By the spring of her sophomore year, through a combination of exercise and change in diet, Duswalt had lost 30 pounds. When she enrolled in an introductory nutrition class, her purpose was, in part, to understand the science behind her weight gain and subsequent weight loss. Mostly, though, she just needed to meet the Plan II science requirement.
“I thought, oh, I’ll take an easy class. Well, it wasn’t that easy, and it also really opened my eyes,” she said. “One of the bigger revelations, for me, was portion size. The portion sizes in this country tend to be much bigger than necessary. It’s in the best interests of the food industry, of course, that we eat a lot, but it’s not in our best interests. And what’s amazing is that your body can adapt to smaller portion sizes. In fact, when you change these habits, your body really loves you for it.”

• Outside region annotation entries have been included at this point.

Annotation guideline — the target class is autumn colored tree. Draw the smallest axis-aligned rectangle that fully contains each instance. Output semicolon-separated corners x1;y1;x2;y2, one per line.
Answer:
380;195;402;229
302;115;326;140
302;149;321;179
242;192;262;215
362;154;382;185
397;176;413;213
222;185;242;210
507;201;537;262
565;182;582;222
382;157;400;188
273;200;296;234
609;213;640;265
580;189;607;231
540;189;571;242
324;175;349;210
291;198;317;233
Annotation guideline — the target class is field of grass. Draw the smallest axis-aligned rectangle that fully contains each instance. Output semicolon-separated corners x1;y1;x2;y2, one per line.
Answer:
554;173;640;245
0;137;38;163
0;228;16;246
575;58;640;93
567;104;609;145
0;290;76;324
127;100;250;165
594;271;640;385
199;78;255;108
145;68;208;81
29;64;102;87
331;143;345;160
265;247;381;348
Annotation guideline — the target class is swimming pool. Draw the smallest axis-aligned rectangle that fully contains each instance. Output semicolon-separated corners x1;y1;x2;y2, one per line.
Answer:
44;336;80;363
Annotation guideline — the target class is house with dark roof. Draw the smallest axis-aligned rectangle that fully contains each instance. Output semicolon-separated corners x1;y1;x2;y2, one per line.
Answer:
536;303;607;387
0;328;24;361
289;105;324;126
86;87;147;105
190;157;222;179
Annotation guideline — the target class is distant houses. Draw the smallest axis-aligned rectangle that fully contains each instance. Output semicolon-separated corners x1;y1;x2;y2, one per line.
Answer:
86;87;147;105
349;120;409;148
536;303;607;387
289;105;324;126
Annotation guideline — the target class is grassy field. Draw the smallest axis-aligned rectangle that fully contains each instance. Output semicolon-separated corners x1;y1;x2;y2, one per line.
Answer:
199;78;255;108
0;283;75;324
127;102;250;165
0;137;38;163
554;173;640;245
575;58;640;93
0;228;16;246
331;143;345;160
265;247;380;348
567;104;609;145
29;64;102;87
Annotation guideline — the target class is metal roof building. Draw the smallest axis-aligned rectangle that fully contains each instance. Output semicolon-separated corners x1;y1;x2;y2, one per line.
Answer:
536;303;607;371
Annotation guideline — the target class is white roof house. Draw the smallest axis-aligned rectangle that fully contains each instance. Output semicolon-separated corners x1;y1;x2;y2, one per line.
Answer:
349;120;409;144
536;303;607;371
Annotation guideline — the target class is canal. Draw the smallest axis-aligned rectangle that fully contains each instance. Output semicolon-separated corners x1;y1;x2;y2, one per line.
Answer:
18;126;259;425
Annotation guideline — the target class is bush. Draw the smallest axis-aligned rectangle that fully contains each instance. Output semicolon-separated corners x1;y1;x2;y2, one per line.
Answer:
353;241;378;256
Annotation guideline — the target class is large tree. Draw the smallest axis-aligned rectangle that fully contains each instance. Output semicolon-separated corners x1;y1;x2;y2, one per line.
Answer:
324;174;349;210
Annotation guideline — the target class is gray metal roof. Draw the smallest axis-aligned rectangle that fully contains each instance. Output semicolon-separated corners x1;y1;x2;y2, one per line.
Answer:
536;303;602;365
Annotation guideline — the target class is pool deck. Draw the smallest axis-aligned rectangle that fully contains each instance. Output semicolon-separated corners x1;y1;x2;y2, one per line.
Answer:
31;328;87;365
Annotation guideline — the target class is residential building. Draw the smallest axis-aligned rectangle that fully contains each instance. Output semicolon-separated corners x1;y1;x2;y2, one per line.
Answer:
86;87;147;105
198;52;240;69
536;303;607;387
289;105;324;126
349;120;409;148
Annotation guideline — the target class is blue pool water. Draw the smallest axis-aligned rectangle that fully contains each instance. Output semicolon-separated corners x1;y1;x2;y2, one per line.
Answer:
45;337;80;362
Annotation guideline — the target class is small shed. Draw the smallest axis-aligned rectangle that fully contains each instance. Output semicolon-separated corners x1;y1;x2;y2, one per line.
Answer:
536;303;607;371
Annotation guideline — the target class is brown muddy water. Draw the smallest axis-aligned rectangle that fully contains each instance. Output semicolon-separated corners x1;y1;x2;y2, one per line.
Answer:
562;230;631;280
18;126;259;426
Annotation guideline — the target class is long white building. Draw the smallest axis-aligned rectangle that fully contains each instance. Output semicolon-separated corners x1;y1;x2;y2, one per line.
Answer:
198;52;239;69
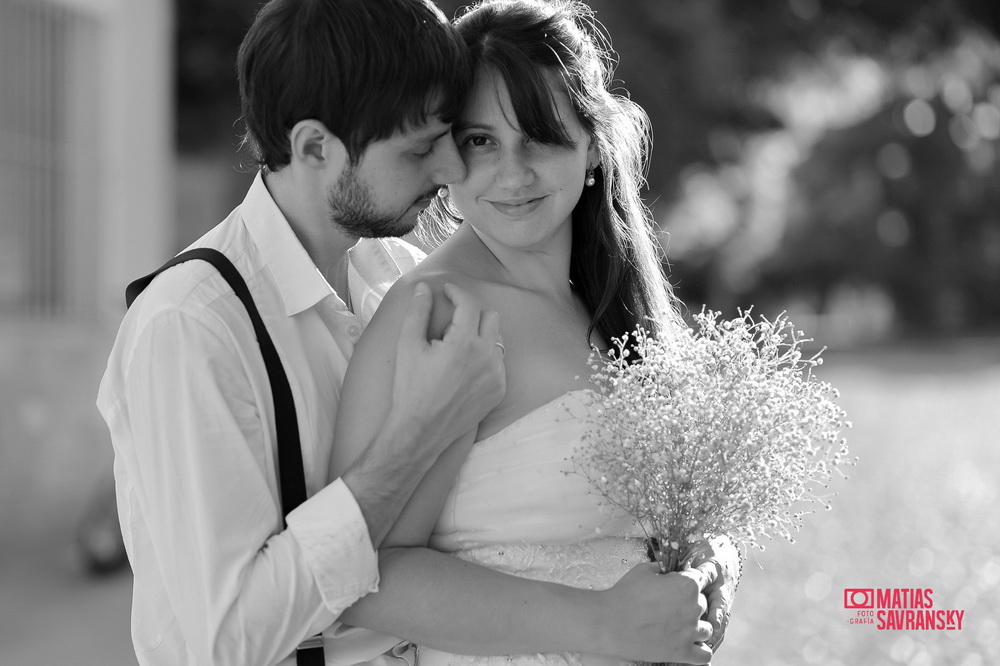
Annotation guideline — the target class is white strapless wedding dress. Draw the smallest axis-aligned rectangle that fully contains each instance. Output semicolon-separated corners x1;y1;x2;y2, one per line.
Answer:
417;390;648;666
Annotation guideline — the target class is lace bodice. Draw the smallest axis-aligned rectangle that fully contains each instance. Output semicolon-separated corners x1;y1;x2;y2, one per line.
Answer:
417;391;648;666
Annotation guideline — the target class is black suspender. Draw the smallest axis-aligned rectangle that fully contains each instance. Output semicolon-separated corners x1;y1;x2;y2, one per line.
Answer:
125;248;325;666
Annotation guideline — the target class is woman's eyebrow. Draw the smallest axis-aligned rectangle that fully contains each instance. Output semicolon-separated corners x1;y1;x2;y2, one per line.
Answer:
453;120;496;132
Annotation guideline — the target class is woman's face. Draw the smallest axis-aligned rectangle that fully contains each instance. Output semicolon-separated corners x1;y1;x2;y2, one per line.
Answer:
450;72;597;249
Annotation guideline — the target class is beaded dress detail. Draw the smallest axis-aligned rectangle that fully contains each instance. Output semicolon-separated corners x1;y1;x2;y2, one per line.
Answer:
417;390;648;666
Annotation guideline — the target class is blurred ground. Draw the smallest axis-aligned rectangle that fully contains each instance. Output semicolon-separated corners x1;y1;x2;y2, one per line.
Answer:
0;338;1000;666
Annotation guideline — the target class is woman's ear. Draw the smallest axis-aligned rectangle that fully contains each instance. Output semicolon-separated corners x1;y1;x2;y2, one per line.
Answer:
587;136;601;167
288;119;347;169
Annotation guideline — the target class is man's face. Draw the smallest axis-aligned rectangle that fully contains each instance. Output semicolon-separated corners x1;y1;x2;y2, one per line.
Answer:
327;118;465;238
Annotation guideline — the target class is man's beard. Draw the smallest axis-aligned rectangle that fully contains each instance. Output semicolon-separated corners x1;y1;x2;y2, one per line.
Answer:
327;166;417;238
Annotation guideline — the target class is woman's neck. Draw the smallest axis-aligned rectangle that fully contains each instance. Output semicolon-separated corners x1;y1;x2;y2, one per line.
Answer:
455;222;573;298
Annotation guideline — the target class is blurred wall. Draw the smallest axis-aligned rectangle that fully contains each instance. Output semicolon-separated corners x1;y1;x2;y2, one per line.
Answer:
0;0;174;541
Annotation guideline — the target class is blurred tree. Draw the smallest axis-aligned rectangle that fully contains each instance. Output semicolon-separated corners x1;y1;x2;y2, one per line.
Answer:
177;0;1000;328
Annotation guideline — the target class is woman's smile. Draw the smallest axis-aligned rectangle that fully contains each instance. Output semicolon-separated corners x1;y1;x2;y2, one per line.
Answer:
487;196;545;217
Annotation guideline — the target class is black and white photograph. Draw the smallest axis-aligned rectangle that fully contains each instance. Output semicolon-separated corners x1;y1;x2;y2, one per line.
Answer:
0;0;1000;666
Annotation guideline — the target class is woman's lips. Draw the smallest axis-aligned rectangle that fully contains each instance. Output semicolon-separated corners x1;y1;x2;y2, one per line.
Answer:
490;197;545;217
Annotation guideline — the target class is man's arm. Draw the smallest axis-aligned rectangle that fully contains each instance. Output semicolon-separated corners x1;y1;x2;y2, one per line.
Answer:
330;278;505;548
341;548;715;664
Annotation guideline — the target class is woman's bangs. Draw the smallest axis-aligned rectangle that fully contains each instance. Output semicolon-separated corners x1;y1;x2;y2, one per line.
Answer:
497;61;575;147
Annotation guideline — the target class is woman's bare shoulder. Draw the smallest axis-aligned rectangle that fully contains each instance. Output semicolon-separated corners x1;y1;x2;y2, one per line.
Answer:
369;250;483;340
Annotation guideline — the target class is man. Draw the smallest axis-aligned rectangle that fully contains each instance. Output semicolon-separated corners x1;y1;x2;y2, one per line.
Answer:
98;0;736;665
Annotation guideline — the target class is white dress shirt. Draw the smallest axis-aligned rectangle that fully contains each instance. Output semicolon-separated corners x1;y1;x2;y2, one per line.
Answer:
97;174;423;666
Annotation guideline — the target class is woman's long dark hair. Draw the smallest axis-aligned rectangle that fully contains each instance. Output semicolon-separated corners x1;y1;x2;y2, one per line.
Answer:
418;0;680;341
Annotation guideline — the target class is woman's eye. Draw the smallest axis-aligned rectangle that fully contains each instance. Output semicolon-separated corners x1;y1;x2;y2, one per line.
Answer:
465;134;490;148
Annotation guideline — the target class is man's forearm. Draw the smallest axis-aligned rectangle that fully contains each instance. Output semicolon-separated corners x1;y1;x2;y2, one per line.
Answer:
341;548;606;655
341;420;435;549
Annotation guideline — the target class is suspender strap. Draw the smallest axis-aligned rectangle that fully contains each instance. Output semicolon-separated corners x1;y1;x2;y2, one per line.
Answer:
125;248;306;524
125;248;325;666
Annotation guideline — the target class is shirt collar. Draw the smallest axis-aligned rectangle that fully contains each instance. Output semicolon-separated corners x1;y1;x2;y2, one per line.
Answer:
241;172;339;317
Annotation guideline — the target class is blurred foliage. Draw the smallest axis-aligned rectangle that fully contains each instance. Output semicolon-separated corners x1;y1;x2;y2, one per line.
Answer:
177;0;1000;333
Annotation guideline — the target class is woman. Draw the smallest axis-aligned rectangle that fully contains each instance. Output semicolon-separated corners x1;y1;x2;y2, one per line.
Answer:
332;0;732;664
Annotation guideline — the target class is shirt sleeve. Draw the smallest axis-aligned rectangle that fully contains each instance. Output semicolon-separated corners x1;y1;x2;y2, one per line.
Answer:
123;303;378;664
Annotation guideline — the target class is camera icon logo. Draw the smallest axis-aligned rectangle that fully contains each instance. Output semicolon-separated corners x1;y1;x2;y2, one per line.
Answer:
844;587;875;608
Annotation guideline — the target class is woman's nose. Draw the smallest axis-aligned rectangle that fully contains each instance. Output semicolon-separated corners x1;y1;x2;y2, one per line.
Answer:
497;147;535;190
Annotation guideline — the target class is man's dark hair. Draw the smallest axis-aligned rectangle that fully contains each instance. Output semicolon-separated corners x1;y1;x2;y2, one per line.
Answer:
237;0;471;171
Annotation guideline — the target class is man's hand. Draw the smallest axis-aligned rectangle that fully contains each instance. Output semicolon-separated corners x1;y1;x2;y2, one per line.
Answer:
691;536;741;651
389;282;506;447
598;563;717;664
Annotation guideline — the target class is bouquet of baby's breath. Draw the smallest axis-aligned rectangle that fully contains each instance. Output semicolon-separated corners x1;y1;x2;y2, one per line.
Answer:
575;311;853;572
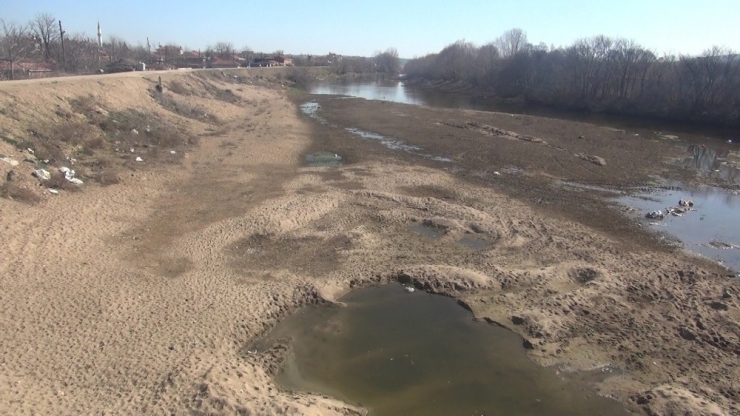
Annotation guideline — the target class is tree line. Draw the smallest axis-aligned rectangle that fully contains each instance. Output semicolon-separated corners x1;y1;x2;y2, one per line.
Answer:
0;13;282;79
404;29;740;126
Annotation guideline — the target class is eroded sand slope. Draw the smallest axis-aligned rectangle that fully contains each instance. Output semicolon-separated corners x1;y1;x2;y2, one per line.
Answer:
0;72;740;414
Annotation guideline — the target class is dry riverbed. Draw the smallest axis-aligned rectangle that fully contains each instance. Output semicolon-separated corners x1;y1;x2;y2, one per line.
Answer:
0;69;740;414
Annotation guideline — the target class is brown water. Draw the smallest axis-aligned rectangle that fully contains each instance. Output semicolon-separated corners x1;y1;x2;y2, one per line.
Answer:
308;79;740;143
252;284;627;416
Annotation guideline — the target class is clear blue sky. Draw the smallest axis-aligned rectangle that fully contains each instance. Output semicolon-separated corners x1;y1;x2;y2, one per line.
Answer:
0;0;740;58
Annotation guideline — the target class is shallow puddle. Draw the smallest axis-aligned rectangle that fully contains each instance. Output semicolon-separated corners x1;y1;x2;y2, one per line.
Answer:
306;152;342;167
616;183;740;271
411;224;444;240
681;144;740;185
253;284;627;416
457;237;488;250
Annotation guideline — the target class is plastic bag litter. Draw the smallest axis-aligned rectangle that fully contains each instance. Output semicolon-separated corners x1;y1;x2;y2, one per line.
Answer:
0;157;18;166
59;166;83;185
33;169;51;181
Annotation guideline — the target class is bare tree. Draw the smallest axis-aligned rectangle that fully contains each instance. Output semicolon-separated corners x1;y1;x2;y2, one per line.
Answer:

By the end of her sophomore year, Duswalt had decided to supplement her Plan II Honors degree with a degree from the Nutritional Sciences Department in the School of Human Ecology (in the Coordinated Program in Dietetics). She’s also taken a job as a student assistant with the nutrition division of University Health Services. Within a few months, she was helping to revamp their Peer to Peer Nutrition program.
“She coordinated the entire program under me,” said Dr. Lea Gebhardt, the Health Education Coordinator for Nutrition. “I’ve been involved in education for a long time, and I’ve never seen a student like her. She’s so mature. Every day, I’m impressed with her. On top of all of that, she’s incredibly pleasant to be around and has a great sense of humor.”
Working with Gebhardt, Duswalt has developed workshops on good nutrition. She conducts tours of local grocery stores. She’s developed classes in conjunction with Gregory Gymnasium. She also does one-on-one consultations and diet analyses with students answering questions, for instance, about how to manage a vegetarian diet and has trained other students to work as peer educators.
“All forces combined here,” she said. “It started as a really personal thing, but then I started to pick up on what was going on around me, and in particular on the obesity crisis our country is going through right now. Then I got really passionate.”
This year, Duswalt is working in the laboratory of Dr. Stephen Hursting, chair of the Department of Nutritional Sciences, on a study of how the human body metabolizes fructose.
“It seems to be the case,” she said, “that when we metabolize fructose, it doesn’t induce satiety effects in the same way that sucrose does. So you can have as much as you want, and you have no idea you’re full. That’s just one of the many indications that the American diet, based on our ingredients, is dangerous and could be obesity-inducing.”
Last summer, Duswalt went to the Dominican Republic to work on a community garden project at a rural school, and to help integrate the food that’s grown into the kids’ diets.
“The difficulty is finding a degree that combines all of the concerns surrounding nutrition,” she said, “which simultaneously involves cultural, global, economic, scientific and political issues. That’s the thing about nutrition. You’ve got to know where food comes from, how it grows, how we produce it, how we get it, how we eat it, why we eat it, what happens once we eat it. It’s really involved science.”